Again long boring topic and much a demise to the brewers!! I make clear beer but not to the degree of a hard filtered Heinieken (how ever you spell it) does
Cheers Stu. I should have mentioned that i recently moved to auckland so the water will be completely different to the Welly water. Also, i have commissioned an immersion chiller rather then the counter flow that I was using, so that would had some effect as well.
The next step (more time saving then anything) is to get a perostaltic pump put together to aid with the vorlauf and also speed uo chilling (a pseudo whirlpool chiller).
I'll keep up with the US05 and see where we get to...
I find that most homebrewers would be tending towards the the last one but with the hop characteristics medium to high (instead of low to medium). For that I'd use S05. If you're at the low end of the ABV, and looking for a subtler beer than a "Pale Ale", then I'd probably go with S04 but try to keep the ferment temperature pretty low. I know Barry Hannah can pull off some lovely balanced beers, with great hop character, using S04 so it is a matter of using it the right way.
Permalink Reply by MrC on November 11, 2010 at 7:55pm
Good point about what is a Golden Ale or even Summer Ale for that matter, especially when using a clean yeast and NZ hops.
I had a style dilemma with a beer that I entered in the NHC this year that I think pretty much falls into the category of Summer Ale. I think the World Beer Cup style is the closest style for the beer I brewed but that didn't help me for the NHC. I decided to enter it in the Speciality Beer category in the end, hopefully I didn't get it wrong. It was NZ hops all the way so I specified that it was a small NZ Pale Ale as I think the current SOBA NZ Pale Ale category leans more toward an IPA style beer, especially when you look at the commercial examples listed.
I'd go for US-05 in a Golden Ale too. As Stu mentions, Barry seems to get great results with S-04 in these type of beers but it seems to be a "black art". Maybe no-chilling helps? ...or maybe its just a Barry thing :-)
I still reckon US-05 is the culprit for the occasional cloudy beer of mine but 4 weeks cold conditioning or gelatine fining seems to fix it. I'd stick with US-05.
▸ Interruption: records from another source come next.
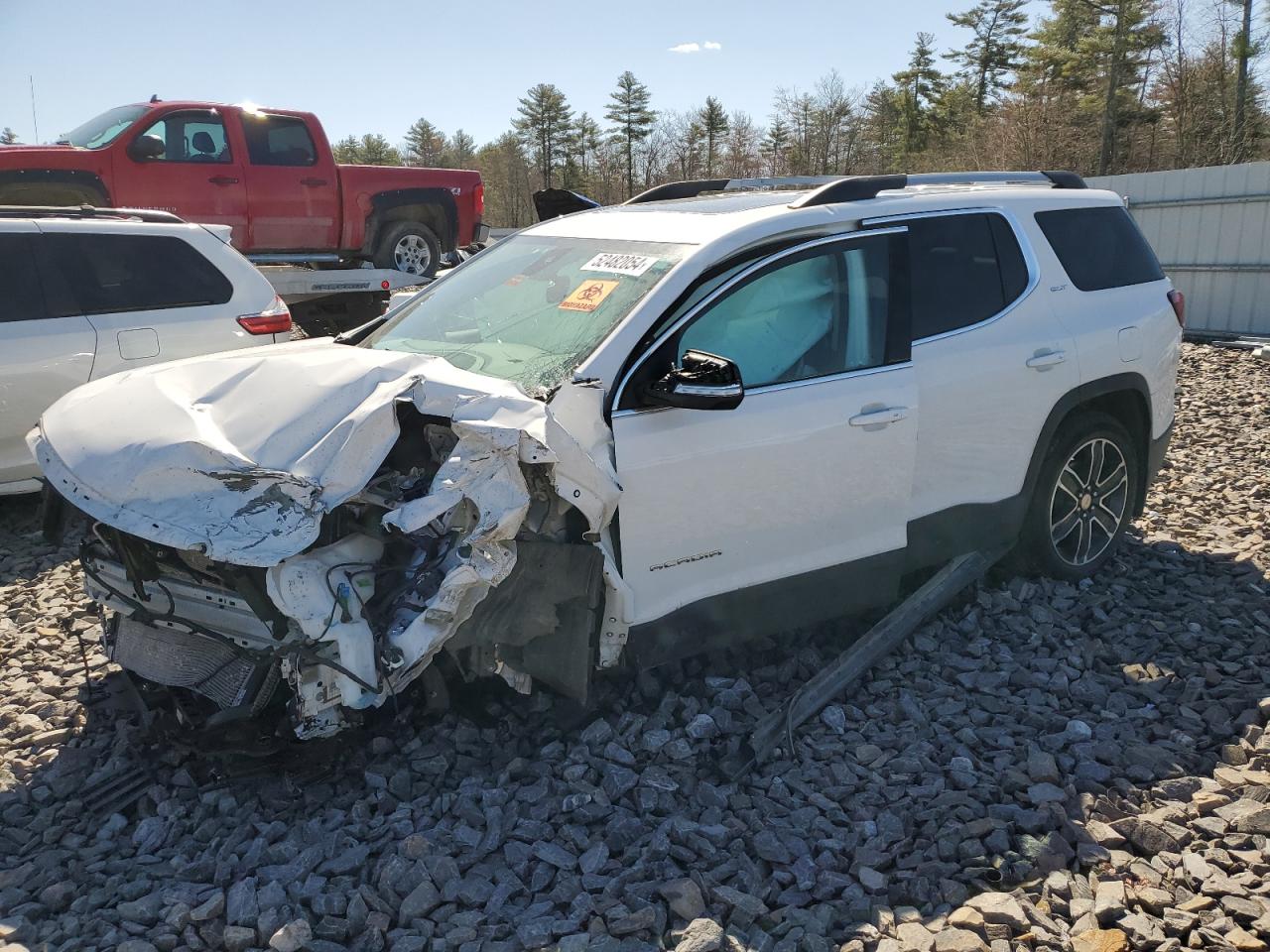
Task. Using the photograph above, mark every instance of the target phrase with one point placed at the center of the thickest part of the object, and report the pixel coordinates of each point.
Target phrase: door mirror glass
(701, 382)
(146, 148)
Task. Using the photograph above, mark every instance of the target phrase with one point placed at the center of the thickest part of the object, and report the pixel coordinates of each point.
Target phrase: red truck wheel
(409, 246)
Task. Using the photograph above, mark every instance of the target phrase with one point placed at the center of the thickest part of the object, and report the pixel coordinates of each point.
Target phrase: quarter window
(190, 137)
(965, 270)
(278, 140)
(816, 313)
(19, 281)
(1100, 248)
(111, 273)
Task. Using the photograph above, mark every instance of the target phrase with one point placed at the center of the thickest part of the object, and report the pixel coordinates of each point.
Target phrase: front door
(191, 172)
(792, 506)
(294, 189)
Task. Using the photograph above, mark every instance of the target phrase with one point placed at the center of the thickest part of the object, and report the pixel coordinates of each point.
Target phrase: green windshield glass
(530, 308)
(103, 130)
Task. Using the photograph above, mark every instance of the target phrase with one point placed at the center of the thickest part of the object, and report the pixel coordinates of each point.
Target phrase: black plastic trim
(770, 608)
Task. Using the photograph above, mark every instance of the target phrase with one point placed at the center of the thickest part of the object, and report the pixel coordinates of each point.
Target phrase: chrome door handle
(879, 417)
(1043, 362)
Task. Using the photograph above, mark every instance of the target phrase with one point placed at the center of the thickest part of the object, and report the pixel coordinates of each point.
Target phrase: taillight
(275, 318)
(1179, 301)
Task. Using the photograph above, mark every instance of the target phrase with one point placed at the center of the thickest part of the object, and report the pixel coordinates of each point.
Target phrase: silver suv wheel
(1088, 502)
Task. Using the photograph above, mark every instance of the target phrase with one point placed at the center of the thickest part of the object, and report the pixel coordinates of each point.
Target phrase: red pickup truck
(268, 173)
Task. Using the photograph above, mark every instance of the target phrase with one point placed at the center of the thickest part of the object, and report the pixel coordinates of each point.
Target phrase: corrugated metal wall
(1210, 229)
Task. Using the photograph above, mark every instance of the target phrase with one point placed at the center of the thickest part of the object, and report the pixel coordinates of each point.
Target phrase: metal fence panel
(1210, 229)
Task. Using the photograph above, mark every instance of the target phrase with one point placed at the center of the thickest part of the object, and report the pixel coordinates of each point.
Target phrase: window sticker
(588, 296)
(613, 263)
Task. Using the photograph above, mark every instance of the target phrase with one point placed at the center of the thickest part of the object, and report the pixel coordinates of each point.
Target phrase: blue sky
(375, 66)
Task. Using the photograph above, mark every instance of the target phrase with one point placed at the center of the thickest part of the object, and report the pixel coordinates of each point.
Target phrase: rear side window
(21, 296)
(278, 140)
(965, 270)
(112, 273)
(1100, 248)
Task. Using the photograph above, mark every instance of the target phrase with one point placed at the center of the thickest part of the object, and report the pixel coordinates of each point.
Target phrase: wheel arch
(435, 207)
(54, 186)
(1124, 397)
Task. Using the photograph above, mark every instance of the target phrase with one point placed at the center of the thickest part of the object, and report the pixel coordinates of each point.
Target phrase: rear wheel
(409, 246)
(1083, 498)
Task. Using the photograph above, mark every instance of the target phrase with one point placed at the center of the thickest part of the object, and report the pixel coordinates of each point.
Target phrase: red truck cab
(267, 173)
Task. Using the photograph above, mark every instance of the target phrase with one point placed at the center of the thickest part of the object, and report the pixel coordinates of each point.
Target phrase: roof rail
(855, 188)
(85, 211)
(695, 186)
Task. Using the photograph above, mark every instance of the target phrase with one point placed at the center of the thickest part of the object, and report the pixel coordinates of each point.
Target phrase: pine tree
(633, 119)
(712, 121)
(544, 126)
(460, 150)
(919, 87)
(993, 54)
(425, 144)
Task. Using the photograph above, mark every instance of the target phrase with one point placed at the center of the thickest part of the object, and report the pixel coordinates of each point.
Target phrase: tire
(409, 246)
(1078, 517)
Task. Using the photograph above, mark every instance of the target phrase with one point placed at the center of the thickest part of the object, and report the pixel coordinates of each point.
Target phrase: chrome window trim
(1020, 236)
(728, 285)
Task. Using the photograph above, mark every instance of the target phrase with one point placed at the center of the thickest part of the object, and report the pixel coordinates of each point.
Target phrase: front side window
(278, 140)
(190, 137)
(966, 268)
(1100, 248)
(815, 313)
(530, 308)
(112, 273)
(103, 130)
I can't comment on the Carahell as I have never used it. I do, however, quite often use carapils in my smaller beers that don't have a lot of specialty malts to give it some body that may otherwise be lacking. Carahell would likely do the a similar job.
Permalink Reply by vdog on November 10, 2010 at 7:40pm
Personally I'd steer clear of s-04 for a beer like this just because it has a tendency to strip away the hops.
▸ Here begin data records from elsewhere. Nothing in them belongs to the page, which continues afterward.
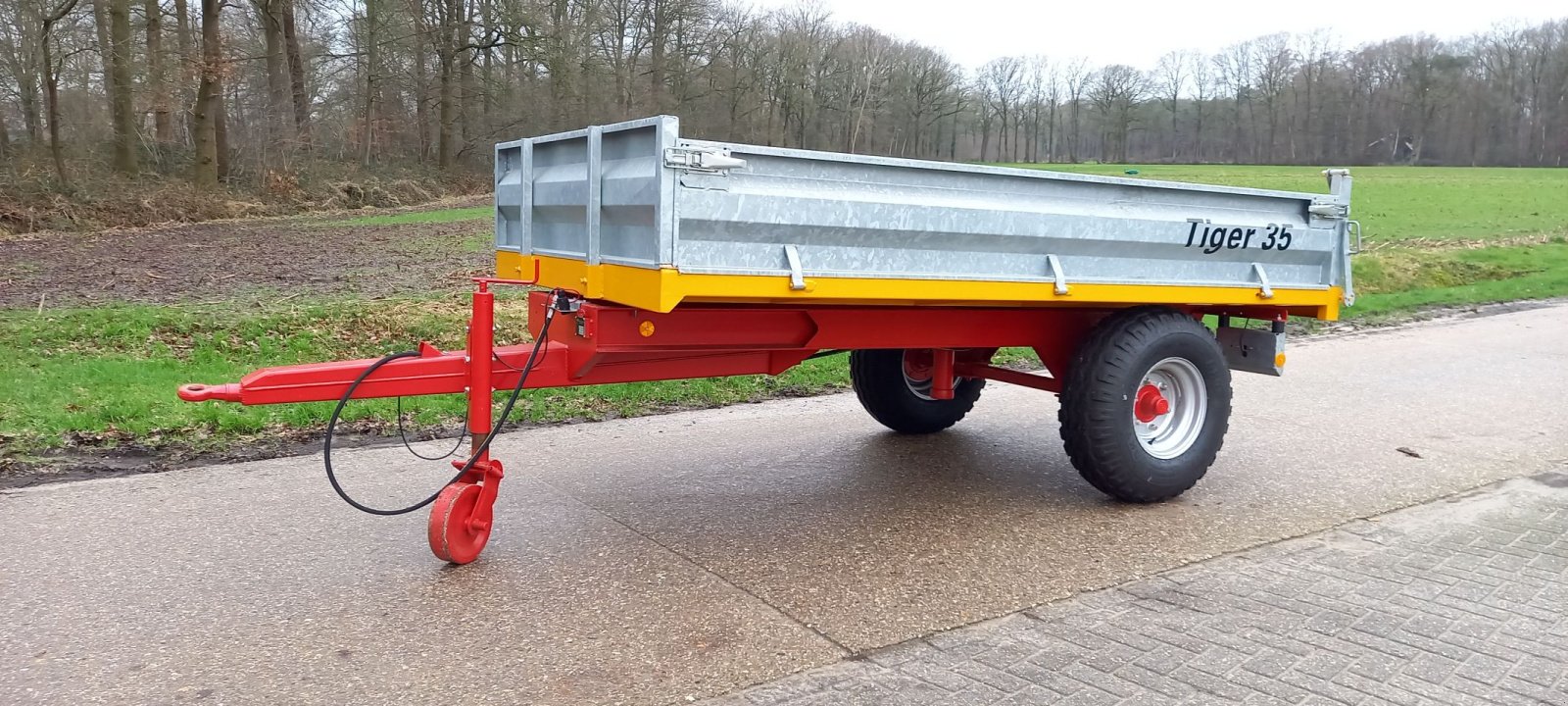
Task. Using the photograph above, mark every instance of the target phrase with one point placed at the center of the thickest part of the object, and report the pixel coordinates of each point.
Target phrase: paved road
(687, 556)
(1460, 603)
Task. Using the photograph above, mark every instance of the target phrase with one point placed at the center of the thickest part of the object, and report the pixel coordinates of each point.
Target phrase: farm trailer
(662, 258)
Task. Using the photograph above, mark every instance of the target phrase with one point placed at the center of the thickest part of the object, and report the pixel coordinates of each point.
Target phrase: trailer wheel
(1147, 404)
(896, 388)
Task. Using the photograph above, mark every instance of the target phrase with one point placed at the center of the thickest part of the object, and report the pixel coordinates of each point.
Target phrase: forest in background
(270, 96)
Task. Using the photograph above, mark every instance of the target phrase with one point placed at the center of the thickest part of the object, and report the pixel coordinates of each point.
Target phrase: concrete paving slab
(874, 538)
(1458, 601)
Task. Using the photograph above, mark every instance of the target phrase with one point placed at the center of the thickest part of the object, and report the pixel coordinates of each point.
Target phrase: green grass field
(104, 377)
(1402, 203)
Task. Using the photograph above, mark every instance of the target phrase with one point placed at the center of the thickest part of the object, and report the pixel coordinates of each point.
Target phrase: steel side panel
(925, 231)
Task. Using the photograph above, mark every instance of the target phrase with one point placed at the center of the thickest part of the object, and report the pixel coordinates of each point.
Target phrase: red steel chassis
(593, 342)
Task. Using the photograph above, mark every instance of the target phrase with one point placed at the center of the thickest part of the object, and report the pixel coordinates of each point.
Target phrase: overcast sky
(1139, 31)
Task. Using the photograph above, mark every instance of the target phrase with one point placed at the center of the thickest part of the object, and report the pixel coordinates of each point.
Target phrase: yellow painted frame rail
(665, 287)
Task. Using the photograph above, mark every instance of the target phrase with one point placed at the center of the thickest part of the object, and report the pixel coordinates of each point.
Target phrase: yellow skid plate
(663, 289)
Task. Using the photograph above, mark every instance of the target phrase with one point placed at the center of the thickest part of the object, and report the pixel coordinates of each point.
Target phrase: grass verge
(106, 377)
(446, 216)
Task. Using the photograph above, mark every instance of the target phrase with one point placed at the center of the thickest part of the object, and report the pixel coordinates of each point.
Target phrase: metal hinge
(710, 161)
(1329, 211)
(1264, 290)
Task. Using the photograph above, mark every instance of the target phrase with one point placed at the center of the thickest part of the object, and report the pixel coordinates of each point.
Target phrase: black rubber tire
(877, 377)
(1098, 396)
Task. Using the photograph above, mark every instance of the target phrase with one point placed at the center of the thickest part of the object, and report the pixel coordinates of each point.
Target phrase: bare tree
(208, 114)
(1170, 77)
(1076, 77)
(1115, 93)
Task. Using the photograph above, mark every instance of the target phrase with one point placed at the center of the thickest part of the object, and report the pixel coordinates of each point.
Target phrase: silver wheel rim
(1175, 431)
(921, 386)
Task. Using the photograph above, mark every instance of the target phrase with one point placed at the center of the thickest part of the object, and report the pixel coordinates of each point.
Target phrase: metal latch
(710, 161)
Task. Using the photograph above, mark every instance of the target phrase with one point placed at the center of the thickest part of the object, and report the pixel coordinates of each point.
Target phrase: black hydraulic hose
(506, 413)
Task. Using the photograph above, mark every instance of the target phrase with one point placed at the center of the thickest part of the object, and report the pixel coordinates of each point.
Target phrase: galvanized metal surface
(635, 193)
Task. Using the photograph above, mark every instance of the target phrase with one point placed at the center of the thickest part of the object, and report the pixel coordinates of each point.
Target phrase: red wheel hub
(457, 530)
(1150, 404)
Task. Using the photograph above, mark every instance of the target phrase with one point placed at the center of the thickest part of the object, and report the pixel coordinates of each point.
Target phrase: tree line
(251, 90)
What I've found works well with us-05 is to give it a couple of days at 1deg before bottling/kegging, and if you really care about it being crystal clear fine it either before you do that or as it goes into the bottles/kegs. That fuggles/cascade pale of mine that you tried was done exactly like that and it's come out clear as.
Can't comment on carahell as I've never used it either sorry.
Yeah you don't want S-04 in a golden ale, like vdog said you'll have no hop aroma at all. I find S-05 cleans up much better than S-04 also. Fine with Gelatine and some conditioning in the fridge and S-05 cleans up real nice.
Boil a small amount of water, leave to cool down for 10-15 mins.
Dissolve a teaspoon or two the gelatine in the water (for a 20L batch.)
Pour into your fermenter (ideally secondary, but I've used it to fine effect even in the primary a few times)
Cool down to 5 degrees or so for a few days. (Not strictly necessary, but it'll work faster if you do.)
I've never used isinglass, but gelatine has worked fabulously for me whenever I've felt the need to use finings.